What do you consider your greatest Rotary moment?20140616_134500

Watching Jessica give her year-end presentation at our club meeting was a wonderful experience for me; she was so happy and animated as she spoke of her year in Canada and showed us photos of all her exciting excursions and activities.  I felt really proud of her and glad that I had the chance to support her.

As we speak she is making her way across Canada with several fellow inbound Rotary exchange students and having a blast!  When I was a teenager I met Mirjam, a Rotary exchange student from Holland who attended my high school.  Today I am still in touch with Mirjam who emigrated to Canada as an adult.  She lives close by with her husband and young girls, and they love it here, so I know the power of a Rotary exchange to change lives!

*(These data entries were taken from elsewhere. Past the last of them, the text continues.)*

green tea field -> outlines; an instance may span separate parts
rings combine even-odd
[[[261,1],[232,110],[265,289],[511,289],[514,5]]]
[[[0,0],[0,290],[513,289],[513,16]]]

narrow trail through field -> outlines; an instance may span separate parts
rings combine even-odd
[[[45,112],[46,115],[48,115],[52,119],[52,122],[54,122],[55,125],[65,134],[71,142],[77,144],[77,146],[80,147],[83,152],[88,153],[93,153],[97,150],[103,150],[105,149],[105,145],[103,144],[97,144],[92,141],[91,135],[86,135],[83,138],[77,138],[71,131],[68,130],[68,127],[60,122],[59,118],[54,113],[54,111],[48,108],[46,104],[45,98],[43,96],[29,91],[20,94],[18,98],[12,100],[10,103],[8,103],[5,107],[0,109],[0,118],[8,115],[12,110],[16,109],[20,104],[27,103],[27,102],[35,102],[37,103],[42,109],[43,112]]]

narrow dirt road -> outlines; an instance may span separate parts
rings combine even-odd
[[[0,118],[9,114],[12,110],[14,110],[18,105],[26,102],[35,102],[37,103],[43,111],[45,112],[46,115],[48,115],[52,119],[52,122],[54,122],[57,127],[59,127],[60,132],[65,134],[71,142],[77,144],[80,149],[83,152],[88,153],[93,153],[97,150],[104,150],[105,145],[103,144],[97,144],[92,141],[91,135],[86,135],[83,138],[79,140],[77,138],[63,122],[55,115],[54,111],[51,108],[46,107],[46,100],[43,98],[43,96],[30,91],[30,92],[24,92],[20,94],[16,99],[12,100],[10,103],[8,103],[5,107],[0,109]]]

Whatever Jessica does in the future, it feels great to have touched a young person’s life and to have had the chance watched her grow.

What are your future Rotary goals, both short‐term and long‐term?

Engineers Without Borders Canada is very well-aligned with Rotary’s international projects, so I dream of further connecting those two wonderful organizations to create some powerful impact overseas.  Also, I sing with Grand Harmony, a local chapter of Sweet Adelines International, and I think that a Rotary singing event would be great fun!

If you could tell another woman one thing about Rotary membership, what would it be?

It’s a very professional and welcoming environment.  Think about joining up – your contribution will be greatly valued and you will meet lots of great people.

There’s no catch, and lots of great opportunity!  I’d welcome the chance to chat with anyone who is considering Rotary membership and not sure if it’s for them.